We were warned to drive slowly through the fenced-in area, leaving the car windows up at all times. Security personnel were stationed throughout the 4-mile enclosure. We may be tempted to give the residents food or call out to them, we were told, but we must not, even if they come up very close to the car and stare at us. We could stare back, definitely, but we were not to get out of our cars. That was fine, especially since so many living there had scary horns. Lion Country Safari in Loxahatchee was the least civilized of the places we visited on a fall-feeling-like-summer late September weekend near Florida's East Coast. As West Coasters, we set out to see how the other half lived. Some 900 were a real bunch of animals, including nosy-looking ostriches, snoozing lions, swinging gibbons and a few Asiatic buffalo that stood defiantly and blocked most of the road. Far less primitive but still pleasantly rustic was the Mango Inn Bed and Breakfast in Lake Worth, a 10-room inn owned for just a year or so by the relaxed and accommodating Chet and Po Patel. Chet acted as host in a low-key, old-friend way, explaining that the couple and their two young sons live next door so we should just give a ring when we arrive and he would meet us to check in. Hidden from the street at the inn was a courtyard with a barely tame landscape surrounding a lovely Mediterraneanstyle pool, with at least one red hibiscus flower perpetually floating on the surface. The Mango Inn is in a residential area of mostly old Florida–style houses, a few blocks away from
the bridge to Lake Worth Beach—on Palm Beach Island—in one direction and an artsy downtown in the other. Mango trees on the property seasonally yield the ingredients for the inn’s signature mango jelly and mango French toast, served free, year-round, between the civilized hours of 9 and 10 a.m. Late September tends to be a little slow, Chet Patel explained, so he regularly upgrades guests’ reservations, which put us in the poolside Magnolia Room, decked out in a beach theme and opening to a veranda with café tables and chairs. Lake Worth bills itself as the place “where the tropics begin,” and that’s almost true. In latitudinal terms, it’s the northernmost point of the subtropics. Its seven square miles contain 37,000 residents, a population much more diverse than its Palm Beach neighbors. Its first residents, in the 1880s, were an African-American couple thought to be ex-slaves. After World War II, retirees from Quebec, Finland and Germany arrived. The weekend we visited, the local Mayan community was holding a festival in a nearby park. For a little more than two decades, Lake Worth has fashioned an image as a haven for art. On Feb. 25 and 26, more than
For a little more than two decades, Lake Worth has fashioned an image as a haven for art.
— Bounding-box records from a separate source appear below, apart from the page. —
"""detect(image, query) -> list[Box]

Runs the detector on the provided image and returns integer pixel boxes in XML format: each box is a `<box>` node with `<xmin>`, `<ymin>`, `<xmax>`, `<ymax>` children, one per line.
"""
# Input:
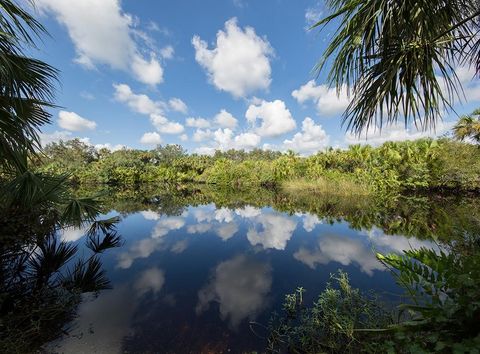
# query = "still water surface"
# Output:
<box><xmin>50</xmin><ymin>187</ymin><xmax>468</xmax><ymax>353</ymax></box>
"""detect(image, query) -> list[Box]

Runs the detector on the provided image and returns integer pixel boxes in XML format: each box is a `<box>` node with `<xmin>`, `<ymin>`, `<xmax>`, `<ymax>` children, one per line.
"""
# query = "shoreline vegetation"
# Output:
<box><xmin>36</xmin><ymin>138</ymin><xmax>480</xmax><ymax>196</ymax></box>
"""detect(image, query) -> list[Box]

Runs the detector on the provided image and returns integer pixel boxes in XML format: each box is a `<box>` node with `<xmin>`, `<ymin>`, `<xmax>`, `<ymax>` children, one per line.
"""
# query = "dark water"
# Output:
<box><xmin>48</xmin><ymin>187</ymin><xmax>477</xmax><ymax>353</ymax></box>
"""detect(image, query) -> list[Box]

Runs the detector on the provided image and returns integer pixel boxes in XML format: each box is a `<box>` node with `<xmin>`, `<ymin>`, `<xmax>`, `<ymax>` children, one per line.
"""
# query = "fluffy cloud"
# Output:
<box><xmin>245</xmin><ymin>100</ymin><xmax>296</xmax><ymax>137</ymax></box>
<box><xmin>160</xmin><ymin>45</ymin><xmax>175</xmax><ymax>59</ymax></box>
<box><xmin>151</xmin><ymin>217</ymin><xmax>185</xmax><ymax>238</ymax></box>
<box><xmin>58</xmin><ymin>111</ymin><xmax>97</xmax><ymax>132</ymax></box>
<box><xmin>213</xmin><ymin>128</ymin><xmax>261</xmax><ymax>151</ymax></box>
<box><xmin>185</xmin><ymin>117</ymin><xmax>210</xmax><ymax>129</ymax></box>
<box><xmin>215</xmin><ymin>222</ymin><xmax>238</xmax><ymax>241</ymax></box>
<box><xmin>283</xmin><ymin>117</ymin><xmax>330</xmax><ymax>153</ymax></box>
<box><xmin>140</xmin><ymin>132</ymin><xmax>162</xmax><ymax>145</ymax></box>
<box><xmin>235</xmin><ymin>205</ymin><xmax>262</xmax><ymax>219</ymax></box>
<box><xmin>140</xmin><ymin>210</ymin><xmax>160</xmax><ymax>220</ymax></box>
<box><xmin>113</xmin><ymin>84</ymin><xmax>164</xmax><ymax>114</ymax></box>
<box><xmin>168</xmin><ymin>97</ymin><xmax>188</xmax><ymax>114</ymax></box>
<box><xmin>455</xmin><ymin>66</ymin><xmax>480</xmax><ymax>103</ymax></box>
<box><xmin>195</xmin><ymin>255</ymin><xmax>272</xmax><ymax>328</ymax></box>
<box><xmin>193</xmin><ymin>129</ymin><xmax>213</xmax><ymax>143</ymax></box>
<box><xmin>134</xmin><ymin>267</ymin><xmax>165</xmax><ymax>297</ymax></box>
<box><xmin>345</xmin><ymin>122</ymin><xmax>455</xmax><ymax>145</ymax></box>
<box><xmin>293</xmin><ymin>235</ymin><xmax>385</xmax><ymax>275</ymax></box>
<box><xmin>247</xmin><ymin>214</ymin><xmax>297</xmax><ymax>250</ymax></box>
<box><xmin>113</xmin><ymin>84</ymin><xmax>185</xmax><ymax>136</ymax></box>
<box><xmin>150</xmin><ymin>114</ymin><xmax>185</xmax><ymax>134</ymax></box>
<box><xmin>60</xmin><ymin>226</ymin><xmax>89</xmax><ymax>242</ymax></box>
<box><xmin>36</xmin><ymin>0</ymin><xmax>163</xmax><ymax>85</ymax></box>
<box><xmin>214</xmin><ymin>109</ymin><xmax>238</xmax><ymax>129</ymax></box>
<box><xmin>192</xmin><ymin>18</ymin><xmax>273</xmax><ymax>97</ymax></box>
<box><xmin>292</xmin><ymin>80</ymin><xmax>350</xmax><ymax>116</ymax></box>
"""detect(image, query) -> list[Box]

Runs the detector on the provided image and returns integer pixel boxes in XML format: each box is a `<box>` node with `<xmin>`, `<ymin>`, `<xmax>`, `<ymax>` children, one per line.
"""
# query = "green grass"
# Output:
<box><xmin>281</xmin><ymin>177</ymin><xmax>372</xmax><ymax>197</ymax></box>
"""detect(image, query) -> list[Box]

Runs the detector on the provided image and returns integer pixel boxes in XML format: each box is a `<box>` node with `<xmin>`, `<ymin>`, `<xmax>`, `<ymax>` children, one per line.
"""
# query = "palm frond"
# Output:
<box><xmin>28</xmin><ymin>235</ymin><xmax>77</xmax><ymax>288</ymax></box>
<box><xmin>312</xmin><ymin>0</ymin><xmax>479</xmax><ymax>134</ymax></box>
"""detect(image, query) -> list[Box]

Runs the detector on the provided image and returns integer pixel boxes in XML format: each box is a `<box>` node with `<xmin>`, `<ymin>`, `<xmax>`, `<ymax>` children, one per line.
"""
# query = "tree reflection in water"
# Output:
<box><xmin>0</xmin><ymin>214</ymin><xmax>121</xmax><ymax>353</ymax></box>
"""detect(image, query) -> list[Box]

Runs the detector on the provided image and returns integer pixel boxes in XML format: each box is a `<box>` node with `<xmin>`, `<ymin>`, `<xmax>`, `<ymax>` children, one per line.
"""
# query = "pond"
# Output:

100,000 people are expected to attend the free Street Painting Festival, the city's 23rd, when about 600 artists with chalk will turn downtown streets into an outdoor gallery of designs. In fall and winter, the Lake Worth Art League holds Art Al Fresco gallery days at the Casino Building (despite the name, no gambling) at Lake Worth Beach every two weeks. The Cultural Council of Palm Beach County is headquartered in downtown Lake Worth and serves as an arts hub for the region. It’s inevitable that Lake Worth seems a little rough around the edges compared with neighboring West Palm Beach. But we agree with Mango Inn guest Marlene Ruiz of Miami, there with her husband, Michael. Avid staycationers, they prefer a smaller inn over a palatial hotel, à la the Breakers in Palm Beach. “We love the location. It’s quiet and peaceful. And the owners are so welcoming,” she says. They had arrived on motorcycles the night before for a Toby Keith concert at the fairgrounds in West Palm Beach. We walked on the well-heeled side in West Palm, ambling in for lunch at the new Hilton Hotel, opened last year. Sharing the hotel that day was a Sweet 16 party, headed to the 100-plus stores a street away at downtown’s City Place. Seeming equally at ease were a young woman with cobalt hair and a young man in a “Darkstar” T-shirt, “ComicCon” nametags swinging on their necks. From the Hilton, we walked less than a mile to the Norton Museum of Art. Included in its 7,000-piece collection are works by Pablo Picasso, Robert Motherwell, Georgia O’Keeffe, Claude Monet, Henri Matisse and Marc Chagall, plus ancient Chinese artifacts and a world-class photography collection. We were highest on the food chain for dinner at Pistache French Bistro near the West Palm Beach waterfront. Chef de cuisine Isaac Cerny’s fresh ingredients, artful presentation and tasty and imaginative menu were delightful—so much so that I didn’t flinch when telling my vegan daughter later that I had dined on duck and snails (Hudson Valley, with truffled polenta, spinach and sweet cherry sauce, and escargot), followed by a quintessential crème brulée. Back at the Mango Inn, the silence—broken only by the soothing sound of the pool waterfall—was all the nightcap we needed.